All and sundry

*

The closer Christofer’s birthday comes, the less I think about him. I get through whole days without crying. It’s like my brain has put its blinders on. If I can’t see it, it can’t see me. Too bad that’s not how it works.

My logical mind says it’s just another day among many. But those blinders…they’re on for a reason. If I think the thought, it flies away quickly. Like right now, I’m already thinking about the rest of this post, tomorrow’s hair appointment, the busy weekend. Distraction that can’t quite pretend there’s nothing more nefarious going on.

**

Traegar’s Lunatics is now 33K words. I’m so in love. (first draft–don’t judge.)

Leaning low compressed lungs too weak to compensate, but Alfonse held his breath and did so. He kissed her brow. He kissed the fair princess’ cheek, and the monster’s. He dropped back in his chair, gasping. Cecibel opened her eyes, blue marbles, even, impossibly, the ruined one. The moment froze one heartbeat. Two. Three. Four. She was rising, towering over him. A wounded Valkyrie fresh from battle. Alfonse felt so small in that gaze. A withered old man who’d trespassed into places he didn’t belong, and couldn’t survive.

Cecibel’s hand came to rest on his shoulder. A swoop of hair dropped into his lap as she kissed his brow, his cheeks, his lips. She lingered there though he didn’t respond, couldn’t respond without breaking the spell. A thousand sweaty nights, languid afternoons, fresh mornings careened through his body, his brain. To pluck even one of them from the parade would undo him. Instead, his fingers curled into that hair pooled in his lap. He fingered it, concentrated on the thick softness Cecibel took with her when she pulled away.

He didn’t call her back. She didn’t glance over her shoulder. The metallic click of his door was the only indication that she was gone; he hoped, not for good.

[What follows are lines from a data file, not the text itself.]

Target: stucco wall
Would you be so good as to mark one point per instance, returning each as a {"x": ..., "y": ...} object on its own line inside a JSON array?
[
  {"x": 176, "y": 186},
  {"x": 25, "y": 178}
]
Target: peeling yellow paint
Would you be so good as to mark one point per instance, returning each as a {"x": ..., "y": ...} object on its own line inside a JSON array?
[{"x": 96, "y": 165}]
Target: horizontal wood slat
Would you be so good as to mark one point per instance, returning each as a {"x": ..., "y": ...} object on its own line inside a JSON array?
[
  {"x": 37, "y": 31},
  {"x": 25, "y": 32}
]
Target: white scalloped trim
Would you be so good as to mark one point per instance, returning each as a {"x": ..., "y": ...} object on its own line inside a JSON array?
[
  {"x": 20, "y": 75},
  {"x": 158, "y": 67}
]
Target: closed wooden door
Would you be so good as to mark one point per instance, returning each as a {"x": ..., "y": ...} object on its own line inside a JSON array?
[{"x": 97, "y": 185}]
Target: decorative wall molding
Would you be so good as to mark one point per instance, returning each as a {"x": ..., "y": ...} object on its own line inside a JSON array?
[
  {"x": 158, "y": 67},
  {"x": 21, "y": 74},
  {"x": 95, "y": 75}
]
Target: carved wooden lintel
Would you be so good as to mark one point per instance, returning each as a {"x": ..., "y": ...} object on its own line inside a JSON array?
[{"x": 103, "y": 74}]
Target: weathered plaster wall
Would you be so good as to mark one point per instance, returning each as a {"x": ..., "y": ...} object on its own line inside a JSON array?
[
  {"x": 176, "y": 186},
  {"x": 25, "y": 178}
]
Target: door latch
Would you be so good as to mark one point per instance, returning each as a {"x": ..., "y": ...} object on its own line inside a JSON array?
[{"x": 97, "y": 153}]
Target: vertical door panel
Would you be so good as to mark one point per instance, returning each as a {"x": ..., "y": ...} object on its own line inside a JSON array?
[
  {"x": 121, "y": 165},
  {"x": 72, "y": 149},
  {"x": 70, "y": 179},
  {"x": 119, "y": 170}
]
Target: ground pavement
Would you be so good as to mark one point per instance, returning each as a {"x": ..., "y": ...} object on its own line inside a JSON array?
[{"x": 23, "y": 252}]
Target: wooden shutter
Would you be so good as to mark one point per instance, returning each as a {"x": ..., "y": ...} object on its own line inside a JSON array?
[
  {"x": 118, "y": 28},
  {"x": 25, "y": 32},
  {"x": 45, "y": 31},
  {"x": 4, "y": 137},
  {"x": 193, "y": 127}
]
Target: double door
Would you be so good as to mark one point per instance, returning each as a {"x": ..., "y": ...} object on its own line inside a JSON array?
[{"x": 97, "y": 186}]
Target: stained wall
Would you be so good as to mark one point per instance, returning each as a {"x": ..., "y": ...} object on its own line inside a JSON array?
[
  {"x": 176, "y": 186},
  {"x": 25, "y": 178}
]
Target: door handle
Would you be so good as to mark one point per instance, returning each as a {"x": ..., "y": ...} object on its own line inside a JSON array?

Head back, eyes on the ceiling so high above his head, Alfonse counted breaths until he could do so calmly. He couldn’t have written the magic of these moments, not if given another century to try. Life could never be contained by words. It could only be expressed to the best of one’s ability, in the hopes of capturing a tiny spark and giving it away.

***

Busy weekend, starting with tomorrow’s hair appointment. Blue and purple this time. Really, my hair is still blue (baby blue, now) from when I did it around Halloween, but it’s grown out some. I’ve got a book signing on Saturday, and a writing group event on Sunday. I figure it’s time for a fresh-up.

****

Next Friday is Christofer’s birthday. So much distraction. I’ll be fine.

10 Comments

Filed under Life's honest moments, Traegar's Lunatics

10 responses to “All and sundry

  1. “A thousand sweaty nights, languid afternoons, fresh mornings careened through his body, his brain. To pluck even one of them from the parade would undo him.”

    Absolutely love this. ❤

    Rock that blue and purple hair for me, Terri!

    Like

  2. Sheer poetry, Terri! Hugs to you.

    Liked by 1 person

  3. dianamunozstewart

    Love that last line. Fantastic. And, if you’re looking for a distraction, don’t forget me!! I’m available to talk, text, or meet you in NYC!

    Liked by 1 person

    • Terri-Lynne DeFino

      Thank you! And I know you’d walk on water for me, Diana–or even drive over three hours to spend half an hour with me and then turn around and drive another three hours home. 🙂 ❤

      Like

  4. Fabulous last line! Glad the book is moving along. And that you’re hanging in there. I’m always here for you.

    Liked by 1 person

  5. Carol Lovekin

    “Life could never be contained by words.”
    Neither could your beloved son. Christoph is your ‘tiny spark.’

    Love the hair… xXx

    Like

    • Terri-Lynne DeFino

      No he couldn’t be, and yes, he is. Rough week. Friday is his birthday and I feel…you know that sensation when you’re standing in the tide? Not the pulling sensation as the water goes out, but that momentary building just before the wave rolls and it’s about to rush at you? Yeah, that feeling. I’m trying to breathe, to just let it go, but…yeah. Not so successful. I’ll keep trying.